The system first sets up empty stacks for the list of rules and the reports of faults.

It then calls, serially, five sub-modules, performing the necessary procedures of reading in the rule-file, separating out the logical components of the rules, comparing the rules and charting the logical dependencies, investigating inference chains, and reporting the results.

4.2.1. Reading the rule-file

The first sub-module opens the specified file and passes on each rule in turn, in the form of a list. The first item in each list (which is the name of the rule) is added to the global variable "rulestack" and the name and text are passed on. The data structure used for the rules is the "frame" (Winston & Horn, 1984). Frames can have an unlimited number of slots, each of which can have an unlimited number of facets with value assigned to each. A frame is set up for each rule, referenced by the rule-name. The antecedent and consequent portions of the text are separated and placed on the frame.

4.2.2. Parsing the rules

The parsing submodule analyses the rules for logical comparison. First, in cases where the consequent contains a negative, "not" is placed at the beginning of the text.
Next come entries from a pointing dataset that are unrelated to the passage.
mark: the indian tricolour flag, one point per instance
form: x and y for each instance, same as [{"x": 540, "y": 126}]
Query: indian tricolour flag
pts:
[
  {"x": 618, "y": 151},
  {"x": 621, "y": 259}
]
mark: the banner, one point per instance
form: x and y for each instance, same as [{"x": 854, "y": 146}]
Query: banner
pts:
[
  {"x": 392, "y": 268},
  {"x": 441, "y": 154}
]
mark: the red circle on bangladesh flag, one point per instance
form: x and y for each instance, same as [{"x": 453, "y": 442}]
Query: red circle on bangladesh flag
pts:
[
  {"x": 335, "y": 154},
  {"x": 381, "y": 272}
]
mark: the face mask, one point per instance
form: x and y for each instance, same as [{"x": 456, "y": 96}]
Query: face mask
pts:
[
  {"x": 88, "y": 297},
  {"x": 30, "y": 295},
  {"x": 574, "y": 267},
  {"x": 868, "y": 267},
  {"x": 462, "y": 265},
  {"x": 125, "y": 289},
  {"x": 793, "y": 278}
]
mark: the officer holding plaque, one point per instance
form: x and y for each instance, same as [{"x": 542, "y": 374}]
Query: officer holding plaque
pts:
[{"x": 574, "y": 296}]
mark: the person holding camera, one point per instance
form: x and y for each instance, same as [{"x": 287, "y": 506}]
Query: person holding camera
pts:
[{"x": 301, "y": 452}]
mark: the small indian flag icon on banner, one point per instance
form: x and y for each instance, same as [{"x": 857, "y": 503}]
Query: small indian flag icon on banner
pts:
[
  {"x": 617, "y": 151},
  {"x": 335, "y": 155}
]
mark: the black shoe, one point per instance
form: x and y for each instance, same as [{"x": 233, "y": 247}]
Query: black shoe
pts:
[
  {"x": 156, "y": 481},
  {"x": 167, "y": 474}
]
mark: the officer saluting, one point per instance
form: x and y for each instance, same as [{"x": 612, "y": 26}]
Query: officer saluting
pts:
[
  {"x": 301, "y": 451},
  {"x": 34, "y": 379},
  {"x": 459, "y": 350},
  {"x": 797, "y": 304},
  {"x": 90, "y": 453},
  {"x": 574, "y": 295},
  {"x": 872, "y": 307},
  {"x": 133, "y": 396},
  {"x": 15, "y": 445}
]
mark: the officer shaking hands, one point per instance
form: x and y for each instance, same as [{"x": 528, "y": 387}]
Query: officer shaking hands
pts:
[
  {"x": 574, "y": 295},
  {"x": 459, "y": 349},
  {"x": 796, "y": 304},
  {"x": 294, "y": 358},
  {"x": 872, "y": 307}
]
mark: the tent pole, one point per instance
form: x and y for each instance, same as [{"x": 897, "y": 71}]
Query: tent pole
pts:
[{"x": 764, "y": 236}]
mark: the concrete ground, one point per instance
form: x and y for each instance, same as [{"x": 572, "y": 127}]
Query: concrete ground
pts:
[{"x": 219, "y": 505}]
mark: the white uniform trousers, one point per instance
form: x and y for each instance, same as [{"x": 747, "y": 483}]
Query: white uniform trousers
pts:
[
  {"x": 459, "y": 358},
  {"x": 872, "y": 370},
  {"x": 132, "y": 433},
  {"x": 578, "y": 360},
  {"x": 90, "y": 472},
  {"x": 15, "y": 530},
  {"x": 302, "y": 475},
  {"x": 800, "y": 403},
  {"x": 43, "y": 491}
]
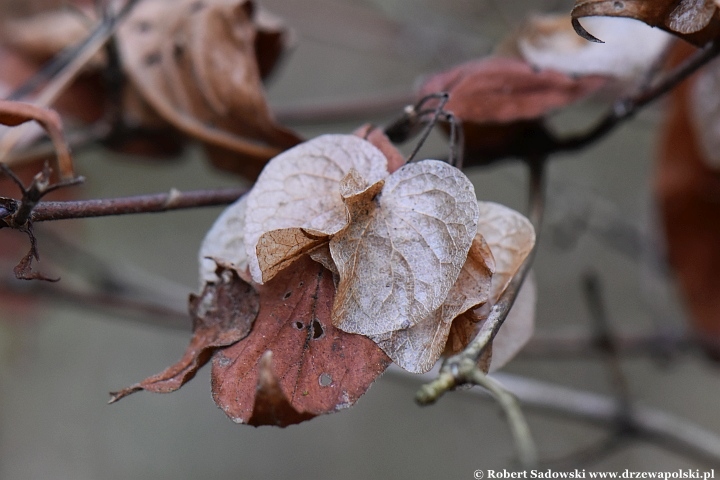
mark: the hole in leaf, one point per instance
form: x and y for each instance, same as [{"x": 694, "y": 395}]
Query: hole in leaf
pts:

Next, the text of the antecedent is divided, by splitting on "or", into separate disjunctive parts; these are further divided, by splitting on "and", into separate conjunctive clauses, which are recombined after alphabetical sorting. Each clause is given a unique reference.

Note that a disjunctive clause may contain one or more conjunctive clauses, and is always a sufficient condition for the rule. An antecedent may contain one or more disjunctive clauses. A rule whose antecedent consists of multiple disjunctive clauses is logically equivalent to that number of separate rules, each with the same consequent. A conjunctive clause is always a single statement, a "literal", but may also be disjunctive, i.e. constitute a complete antecedent.

4.2.3. Checking logical dependencies

The next submodule checks the logical relationships between rules. Each rule in turn is first examined for internal problems, (self-contradiction and self-reference), then compared with every other rule on the remainder of the list of rules. In this way, each rule is checked only against those rules with which it has not yet been compared.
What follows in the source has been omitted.